Quantcast

The DNAinfo archives brought to you by WNYC.
Read the press release here.

Wanna Have a Wild Time? This Guy Made It His Business to Show You One

By Patty Wetli | September 4, 2015 6:18am

ROSCOE VILLAGE — There's more to the Midwest than fields of corn and soybeans.

Just a few hours' drive in any direction from Chicago, Aaron Wolf has discovered hidden lakes and dense forests, rivers to raft and rocks to climb.

In May, paddling the White River outside Indianapolis, a bald eagle flew so close to his boat, "I could hear the air being forced from its wings," he said.

Experiences like this convinced Wolf, 30, to chuck his career in advertising and launch Adventures Accessed, which the Roscoe Village resident promoted at the neighborhood's annual Retro on Roscoe fest in August.

With the business, Wolf has set himself up as an outdoor outfitter and guide for everything from day hikes to week-long backpacking trips — in the Midwest.

Set a course for adventure, within hours of Chicago. [Instagram/Adventures Accessed]

As much as it drives Wolf nuts to see people sitting indoors, it made him even crazier to be one of those people, spending his days in a cubicle, brainstorming ways to sell people stuff they probably didn't want or need.

"The work wasn't satisfying at all," he said. "I'd sit at my desk looking at Google maps — where's the nearest patch of green?"
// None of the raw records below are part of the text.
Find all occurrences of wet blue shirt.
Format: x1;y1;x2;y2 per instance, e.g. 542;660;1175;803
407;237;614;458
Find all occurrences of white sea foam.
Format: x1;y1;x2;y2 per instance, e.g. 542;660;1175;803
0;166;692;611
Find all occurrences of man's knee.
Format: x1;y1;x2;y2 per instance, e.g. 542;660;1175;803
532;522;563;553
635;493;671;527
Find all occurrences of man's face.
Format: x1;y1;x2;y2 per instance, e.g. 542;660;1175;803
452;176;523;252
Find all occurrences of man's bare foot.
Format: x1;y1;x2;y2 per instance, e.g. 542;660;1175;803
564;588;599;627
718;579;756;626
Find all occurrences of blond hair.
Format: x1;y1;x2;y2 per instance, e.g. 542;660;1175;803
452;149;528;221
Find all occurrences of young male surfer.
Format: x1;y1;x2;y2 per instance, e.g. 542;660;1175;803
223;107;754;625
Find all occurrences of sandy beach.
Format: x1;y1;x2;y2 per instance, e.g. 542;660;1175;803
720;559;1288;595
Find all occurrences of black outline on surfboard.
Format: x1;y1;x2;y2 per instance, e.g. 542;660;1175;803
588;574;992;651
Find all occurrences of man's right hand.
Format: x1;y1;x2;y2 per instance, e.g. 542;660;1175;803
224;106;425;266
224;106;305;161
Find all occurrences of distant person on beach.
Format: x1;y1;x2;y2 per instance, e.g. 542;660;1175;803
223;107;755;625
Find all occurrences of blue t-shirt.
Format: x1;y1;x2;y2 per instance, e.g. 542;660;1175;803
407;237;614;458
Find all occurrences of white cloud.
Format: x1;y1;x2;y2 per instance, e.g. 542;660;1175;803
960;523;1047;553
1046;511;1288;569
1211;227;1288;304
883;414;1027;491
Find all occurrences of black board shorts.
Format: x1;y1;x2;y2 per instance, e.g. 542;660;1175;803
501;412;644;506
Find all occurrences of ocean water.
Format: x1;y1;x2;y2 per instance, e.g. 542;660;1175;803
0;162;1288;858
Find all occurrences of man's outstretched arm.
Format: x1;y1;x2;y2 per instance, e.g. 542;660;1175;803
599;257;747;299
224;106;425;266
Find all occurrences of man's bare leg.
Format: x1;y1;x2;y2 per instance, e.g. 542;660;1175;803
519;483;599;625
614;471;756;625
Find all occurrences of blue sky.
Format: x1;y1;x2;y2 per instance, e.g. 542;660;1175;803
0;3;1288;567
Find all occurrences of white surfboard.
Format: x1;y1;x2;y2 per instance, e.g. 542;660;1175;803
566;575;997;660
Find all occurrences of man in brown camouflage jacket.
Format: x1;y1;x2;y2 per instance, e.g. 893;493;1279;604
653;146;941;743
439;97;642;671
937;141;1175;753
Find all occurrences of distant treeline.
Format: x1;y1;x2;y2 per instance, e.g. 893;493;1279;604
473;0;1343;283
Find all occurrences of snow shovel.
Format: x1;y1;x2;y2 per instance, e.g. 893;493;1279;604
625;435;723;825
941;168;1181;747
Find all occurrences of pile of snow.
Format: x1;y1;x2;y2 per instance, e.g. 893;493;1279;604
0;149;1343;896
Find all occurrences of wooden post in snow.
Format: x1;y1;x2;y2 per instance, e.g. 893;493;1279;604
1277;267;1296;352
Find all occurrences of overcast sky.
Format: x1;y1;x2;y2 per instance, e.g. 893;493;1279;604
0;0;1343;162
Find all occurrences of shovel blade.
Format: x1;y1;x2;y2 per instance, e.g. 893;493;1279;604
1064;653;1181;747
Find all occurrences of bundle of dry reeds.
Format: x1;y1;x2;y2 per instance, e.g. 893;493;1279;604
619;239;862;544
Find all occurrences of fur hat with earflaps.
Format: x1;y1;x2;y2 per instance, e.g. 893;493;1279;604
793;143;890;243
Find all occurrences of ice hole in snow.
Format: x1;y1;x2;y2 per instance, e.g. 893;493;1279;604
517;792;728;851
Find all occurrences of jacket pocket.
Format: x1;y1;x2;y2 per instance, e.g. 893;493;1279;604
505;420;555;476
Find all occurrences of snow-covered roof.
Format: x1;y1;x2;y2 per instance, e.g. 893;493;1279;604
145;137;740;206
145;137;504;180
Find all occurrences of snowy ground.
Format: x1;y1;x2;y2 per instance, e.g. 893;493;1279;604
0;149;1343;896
Adventures Accessed is his gamble that others feel the same way.

Patty Wetli says many Chicagoans only see corn outside the city:

Wolf firmly believes that humans instinctively crave a connection with nature but don't know where to go to find it (raise your hand if you're familiar with Hoosier National Forest) or what they'll need when they get there.

That's where Wolf comes in.

He scouts locations in advance, obtains any required permits, gets clients to and from the site in a van he's dubbed the Blue Whale and provides all of the necessary gear (one of his biggest start-up expenses).

Before heading out on an adventure, Wolf will demonstrate things like how to set up a tent, how to use a water filter and how to hang food to keep it away from critters.

He'll even pack your bag for you.

"People screw up with the clothing and gadgets," Wolf said. "You don't need to change your clothes every day, you don't need three knives. A rule of thumb is, if something doesn't have three different uses, it's not worth bringing."

There are some key exceptions. Wolf said he always packs two ways to purify water and two ways to prepare food.

"The biggest essentials are shelter, water, food and heat," he said.

Wolf has set himself up as an outdoor outfitter and guide for everything from day hikes to week-long backpacking trips. In the Midwest. [Adventures Accessed]

Apart from equipment and transportation, for most people the biggest barrier to exploring the outdoors is mental, according to Wolf.

"It's a comfort zone thing," he said. "Most of it is about having a bed to sleep on or cleanliness or insects. You just have to take that leap that you're not going to give a ----."

Wolf is his own best argument that you don't have to be raised in the woods to become an outdoorsman.

The Buffalo Grove native wasn't exactly born into a family of granola-eating trailblazers.

"It wasn't part of our agenda," he said. "We were all about visiting the grandparents in Florida."

Mostly he was just a kid who liked to be outside, either riding his bike, playing baseball or sleeping in the family's hammock overnight.

"I never played video games," Wolf said. Instead he was drawn to "the air, the sky, the trees, the green things."

He enlisted in the Marines at age 18, in large part to gain the skills that would get him to and through college.

"I was such a turd in high school," Wolf confessed.

During deployments to Iraq and Japan, he encountered desert and rainforest landscapes for the first time and his appreciation for nature only grew.

"I feel at peace with the Earth," Wolf said.


Wolf founded Adventures Accessed to connect people with the wilderness around Chicago. [DNAinfo/Patty Wetli]

Since returning to civilian life, he's traveled from Yosemite in the West to the Great Smokey Mountains in the East and just got back from hiking in the redwoods along the Pacific coast.

With Adventures Accessed, Wolf can get his outdoor fix close to home, while hopefully making a living at it, but equally as important, while sharing his passion with others.

As much as he enjoys solitude, communing with nothing but nature has its limits.

"I get lonely after a few days," said Wolf. "It's good to have someone to talk to."